Researchers with ASRI are also analyzing natural psychoactive compounds in isolation, particularly derived from various cacti or iboga. “With the cacti, that’s a project that’s getting off the ground where we’re looking at the non-mescaline components of mescalinecontaining cacti,” Daley explains. But whereas most of the compounds that Sasha himself formulated are now in the public domain (although he did patent some), ASRI is pursuing compounds that have not yet been created or explicitly discovered in nature.

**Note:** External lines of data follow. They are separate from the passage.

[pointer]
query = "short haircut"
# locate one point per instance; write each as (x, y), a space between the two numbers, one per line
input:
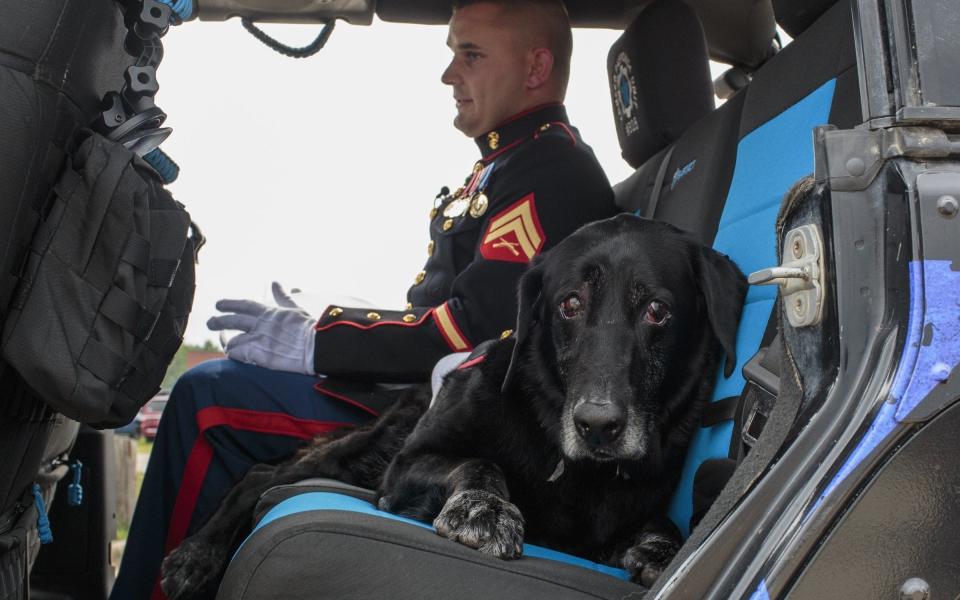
(554, 22)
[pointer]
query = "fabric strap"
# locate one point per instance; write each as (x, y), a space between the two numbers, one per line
(651, 208)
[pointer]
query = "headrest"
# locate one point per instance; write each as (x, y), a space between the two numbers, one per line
(794, 16)
(659, 79)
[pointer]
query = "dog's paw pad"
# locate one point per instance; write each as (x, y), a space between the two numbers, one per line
(483, 521)
(647, 560)
(192, 570)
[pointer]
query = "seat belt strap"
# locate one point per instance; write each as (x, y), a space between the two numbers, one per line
(651, 208)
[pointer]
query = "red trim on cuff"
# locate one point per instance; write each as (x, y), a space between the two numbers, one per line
(346, 399)
(416, 323)
(449, 330)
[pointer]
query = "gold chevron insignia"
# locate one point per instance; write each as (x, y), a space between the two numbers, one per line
(521, 222)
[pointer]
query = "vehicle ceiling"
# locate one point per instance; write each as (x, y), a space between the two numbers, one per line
(738, 32)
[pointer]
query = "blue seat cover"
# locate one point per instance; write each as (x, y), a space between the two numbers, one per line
(770, 159)
(333, 501)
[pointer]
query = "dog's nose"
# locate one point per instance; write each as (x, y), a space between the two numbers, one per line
(598, 424)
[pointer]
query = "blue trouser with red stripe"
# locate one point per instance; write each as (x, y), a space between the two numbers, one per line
(222, 418)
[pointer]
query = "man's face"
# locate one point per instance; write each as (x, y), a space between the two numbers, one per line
(489, 69)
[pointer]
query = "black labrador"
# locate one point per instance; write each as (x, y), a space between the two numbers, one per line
(571, 433)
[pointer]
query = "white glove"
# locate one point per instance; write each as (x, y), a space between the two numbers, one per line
(280, 338)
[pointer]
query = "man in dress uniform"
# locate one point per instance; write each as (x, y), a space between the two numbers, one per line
(292, 376)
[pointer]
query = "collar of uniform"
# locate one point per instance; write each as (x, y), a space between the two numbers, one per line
(519, 127)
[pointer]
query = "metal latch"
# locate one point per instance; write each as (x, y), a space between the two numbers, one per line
(801, 277)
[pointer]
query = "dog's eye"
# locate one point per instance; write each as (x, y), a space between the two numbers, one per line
(657, 313)
(571, 306)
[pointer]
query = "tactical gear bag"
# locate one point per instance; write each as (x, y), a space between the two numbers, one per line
(106, 289)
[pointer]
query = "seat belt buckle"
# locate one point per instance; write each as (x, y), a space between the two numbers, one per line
(766, 385)
(753, 425)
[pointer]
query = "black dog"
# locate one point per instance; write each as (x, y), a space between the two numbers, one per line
(571, 433)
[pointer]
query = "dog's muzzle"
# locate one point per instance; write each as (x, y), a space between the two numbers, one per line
(599, 424)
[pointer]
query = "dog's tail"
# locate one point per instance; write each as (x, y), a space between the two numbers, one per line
(360, 455)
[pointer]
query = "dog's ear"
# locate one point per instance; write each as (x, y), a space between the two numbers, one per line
(529, 294)
(724, 288)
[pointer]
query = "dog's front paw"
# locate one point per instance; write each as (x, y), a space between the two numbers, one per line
(483, 521)
(647, 559)
(193, 570)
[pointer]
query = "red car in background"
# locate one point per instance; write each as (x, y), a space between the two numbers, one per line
(149, 415)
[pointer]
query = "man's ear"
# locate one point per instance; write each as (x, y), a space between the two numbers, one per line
(528, 310)
(541, 68)
(724, 289)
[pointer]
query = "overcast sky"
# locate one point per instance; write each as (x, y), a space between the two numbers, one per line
(320, 172)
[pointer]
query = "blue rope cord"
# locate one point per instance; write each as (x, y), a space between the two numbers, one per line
(163, 165)
(43, 521)
(182, 8)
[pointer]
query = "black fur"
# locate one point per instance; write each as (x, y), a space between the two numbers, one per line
(570, 434)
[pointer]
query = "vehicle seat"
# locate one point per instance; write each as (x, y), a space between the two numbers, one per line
(656, 106)
(724, 179)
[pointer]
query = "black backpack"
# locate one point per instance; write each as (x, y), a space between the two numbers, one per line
(106, 289)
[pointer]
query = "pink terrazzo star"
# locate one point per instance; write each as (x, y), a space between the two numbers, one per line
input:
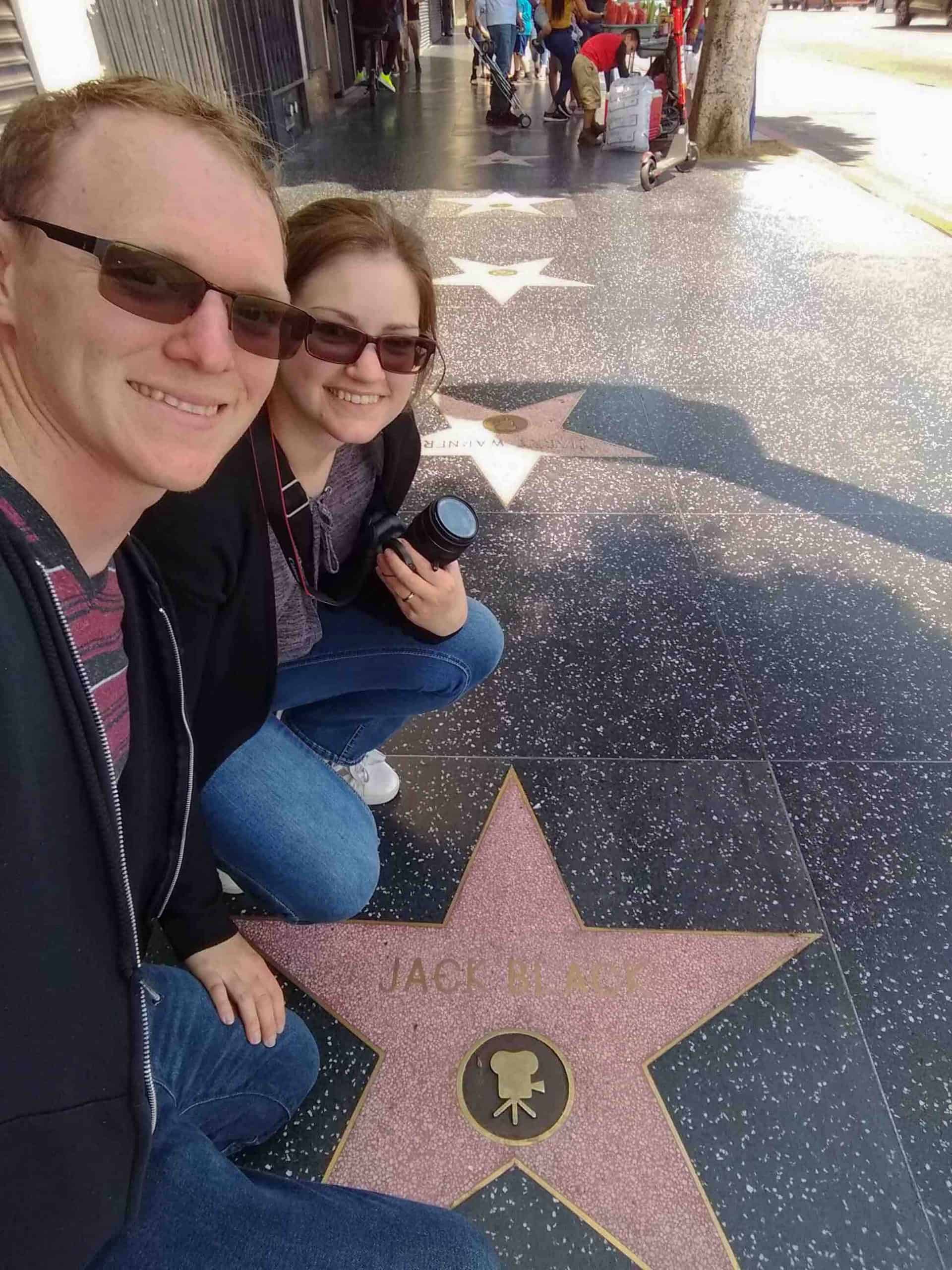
(507, 457)
(610, 1000)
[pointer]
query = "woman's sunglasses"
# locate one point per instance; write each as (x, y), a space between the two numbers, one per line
(399, 355)
(162, 290)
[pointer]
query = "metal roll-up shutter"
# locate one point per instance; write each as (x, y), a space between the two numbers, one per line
(16, 71)
(425, 33)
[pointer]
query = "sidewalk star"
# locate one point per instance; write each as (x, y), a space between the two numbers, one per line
(504, 281)
(500, 157)
(506, 447)
(500, 202)
(513, 959)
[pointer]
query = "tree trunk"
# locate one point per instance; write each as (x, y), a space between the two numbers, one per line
(720, 115)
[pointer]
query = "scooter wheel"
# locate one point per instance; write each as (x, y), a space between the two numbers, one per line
(691, 160)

To Sasha, drugs were “just tools to access what’s already in you,” a close friend Greg Manning told the Daily Cal in Shulgin’s obituary for his alma mater UC Berkeley’s school newspaper. Sasha’s “interest was in drugs that ‘turn the mind;’ psychoactive substances that can cause changes in perception, attitude, or point of view, and sometimes expand one’s mental and emotional horizons or provide access to one’s interior universe,” Mariavittoria Mangini, co-founder of the Women’s Visionary Council, writes for the foreword of a new book The Nature of Drugs: History, Pharmacology, and Social Impact, written via Ann’s transcriptions of Sasha’s lectures. In class, Sasha would draw parallels between the necessity of sex ed and drug education, referring humorously to his chemical diagrams in class as “dirty pictures.”
In the enchantment of Sasha’s world or in his very classroom, wrote William Leonard Pickard in “reflections from a student,” published for the new book, “Those present sensed the beginning of a new world, for we were among the privileged who bore witness to the anecdotes, observations, and teachings of a modern shaman. We became enthralled at the mysteries that laid before us.”